First we need to load the desired models and start the server with tritonserver.

python

import tritonserver

# Constructing path to Model Repository
model_path = f"server/src/python/examples/example_model_repository"

server_options = tritonserver.Options(
    server_id="ExampleServer",
    model_repository=model_path,
    log_error=True,
    log_warn=True,
    log_info=True,
)
server = tritonserver.Server(server_options).start(wait_until_ready=True)

Note: model_path may need to be edited depending on your setup.

Now, to start up the respective services with tritonfrontend

python

from tritonfrontend import KServeHttp, KServeGrpc, Metrics
http_options = KServeHttp.Options(thread_count=5)
http_service = KServeHttp(server, http_options)
http_service.start()

# Default options (if none provided)
grpc_service = KServeGrpc(server)
grpc_service.start()

# Can start metrics service as well
metrics_service = Metrics(server)
metrics_service.start()

Finally, with running services, we can use tritonclient or simple curl commands to send requests and receive responses from the frontends.

python

import tritonclient.http as httpclient
import numpy as np # Use version numpy < 2
model_name = "identity" # output == input
url = "localhost:8000"

# Create a Triton client
client = httpclient.InferenceServerClient(url=url)

# Prepare input data
input_data = np.array([["Roger Roger"]], dtype=object)

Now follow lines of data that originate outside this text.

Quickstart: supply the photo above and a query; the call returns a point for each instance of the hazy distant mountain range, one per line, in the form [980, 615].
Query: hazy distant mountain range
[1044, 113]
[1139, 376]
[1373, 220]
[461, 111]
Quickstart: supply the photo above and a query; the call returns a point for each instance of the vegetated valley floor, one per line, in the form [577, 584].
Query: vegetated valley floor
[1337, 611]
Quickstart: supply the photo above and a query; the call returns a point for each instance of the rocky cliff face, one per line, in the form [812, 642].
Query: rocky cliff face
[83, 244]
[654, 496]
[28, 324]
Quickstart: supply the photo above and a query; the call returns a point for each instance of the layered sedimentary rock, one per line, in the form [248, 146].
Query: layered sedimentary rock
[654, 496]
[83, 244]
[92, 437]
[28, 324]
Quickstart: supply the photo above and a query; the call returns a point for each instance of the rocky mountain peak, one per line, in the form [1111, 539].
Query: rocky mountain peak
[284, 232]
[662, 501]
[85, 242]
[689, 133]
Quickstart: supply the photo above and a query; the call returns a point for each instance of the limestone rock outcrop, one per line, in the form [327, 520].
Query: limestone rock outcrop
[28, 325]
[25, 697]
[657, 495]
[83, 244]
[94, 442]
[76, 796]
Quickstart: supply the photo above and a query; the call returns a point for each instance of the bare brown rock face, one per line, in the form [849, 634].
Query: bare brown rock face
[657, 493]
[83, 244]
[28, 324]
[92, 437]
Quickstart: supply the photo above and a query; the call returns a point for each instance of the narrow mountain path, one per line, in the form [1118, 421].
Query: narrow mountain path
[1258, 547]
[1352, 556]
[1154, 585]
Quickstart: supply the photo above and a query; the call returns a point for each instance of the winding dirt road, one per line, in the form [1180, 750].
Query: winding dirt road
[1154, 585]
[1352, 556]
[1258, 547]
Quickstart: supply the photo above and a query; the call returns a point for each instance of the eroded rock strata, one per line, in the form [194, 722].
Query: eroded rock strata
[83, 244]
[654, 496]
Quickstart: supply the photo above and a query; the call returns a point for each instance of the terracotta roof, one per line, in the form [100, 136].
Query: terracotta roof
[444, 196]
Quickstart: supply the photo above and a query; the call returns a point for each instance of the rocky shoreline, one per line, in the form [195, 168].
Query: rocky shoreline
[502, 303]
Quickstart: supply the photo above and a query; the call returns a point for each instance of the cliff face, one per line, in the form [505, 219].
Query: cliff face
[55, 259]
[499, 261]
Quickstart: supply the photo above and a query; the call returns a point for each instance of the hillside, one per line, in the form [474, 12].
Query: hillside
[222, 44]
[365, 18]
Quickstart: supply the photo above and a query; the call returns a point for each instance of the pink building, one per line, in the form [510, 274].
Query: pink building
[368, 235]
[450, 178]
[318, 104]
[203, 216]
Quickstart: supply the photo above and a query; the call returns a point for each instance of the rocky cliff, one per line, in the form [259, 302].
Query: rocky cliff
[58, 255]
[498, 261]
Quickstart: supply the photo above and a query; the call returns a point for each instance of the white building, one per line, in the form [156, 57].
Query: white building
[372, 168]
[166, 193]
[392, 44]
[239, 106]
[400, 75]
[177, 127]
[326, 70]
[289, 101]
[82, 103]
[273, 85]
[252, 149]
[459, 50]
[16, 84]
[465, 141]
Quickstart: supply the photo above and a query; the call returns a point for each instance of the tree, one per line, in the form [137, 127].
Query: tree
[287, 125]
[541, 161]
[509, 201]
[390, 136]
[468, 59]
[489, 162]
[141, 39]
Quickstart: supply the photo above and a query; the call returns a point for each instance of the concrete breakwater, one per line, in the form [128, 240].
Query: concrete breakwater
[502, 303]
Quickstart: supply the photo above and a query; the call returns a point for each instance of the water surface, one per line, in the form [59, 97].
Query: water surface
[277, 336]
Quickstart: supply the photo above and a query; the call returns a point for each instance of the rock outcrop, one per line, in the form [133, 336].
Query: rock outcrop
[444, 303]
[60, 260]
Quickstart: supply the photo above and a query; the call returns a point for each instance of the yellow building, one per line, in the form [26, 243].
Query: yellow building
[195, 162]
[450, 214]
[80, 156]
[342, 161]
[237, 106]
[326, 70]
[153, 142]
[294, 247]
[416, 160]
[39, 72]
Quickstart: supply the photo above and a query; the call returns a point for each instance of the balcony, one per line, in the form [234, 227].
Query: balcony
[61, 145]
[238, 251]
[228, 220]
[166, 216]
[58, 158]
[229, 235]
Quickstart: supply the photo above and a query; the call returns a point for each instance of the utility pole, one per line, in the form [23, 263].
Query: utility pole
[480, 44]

# Create input and output objects
inputs = [httpclient.InferInput("INPUT0", input_data.shape, "BYTES")]

# Set the data for the input tensor
inputs[0].set_data_from_numpy(input_data)

results = client.infer(model_name, inputs=inputs)

# Get the output data
output_data = results.as_numpy("OUTPUT0")

# Print results
print("[INFERENCE RESULTS]")
print("Output data:", output_data)

# Stop respective services and server.
metrics_service.stop()
http_service.stop()
grpc_service.stop()
server.stop()

Additionally, tritonfrontend provides context manager support as well. So steps 2-3, could also be achieved through:

python

from tritonfrontend import KServeHttp
import tritonclient.http as httpclient
import numpy as np  # Use version numpy < 2

with KServeHttp(server) as http_service:
    # The identity model returns an exact duplicate of the input data as output
    model_name = "identity"
    url = "localhost:8000"
    # Create a Triton client
    with httpclient.InferenceServerClient(url=url) as client:
        # Prepare input data
        input_data = np.array(["Roger Roger"], dtype=object)
        # Create input and output objects
        inputs = [httpclient.InferInput("INPUT0", input_data.shape, "BYTES")]
        # Set the data for the input tensor
        inputs[0].set_data_from_numpy(input_data)
        # Perform inference
        results = client.infer(model_name, inputs=inputs)
        # Get the output data
        output_data = results.as_numpy("OUTPUT0")
        # Print results
        print("[INFERENCE RESULTS]")
        print("Output data:", output_data)

server.stop()

With this workflow, you can avoid having to stop each service after client requests have terminated.

Known Issues

The following features are not currently supported when launching the Triton frontend services through the python bindings:
- Tracing
- Shared Memory
- Restricted Protocols
- VertexAI
- Sagemaker
After a running server has been stopped, if the client sends an inference request, a Segmentation Fault will occur.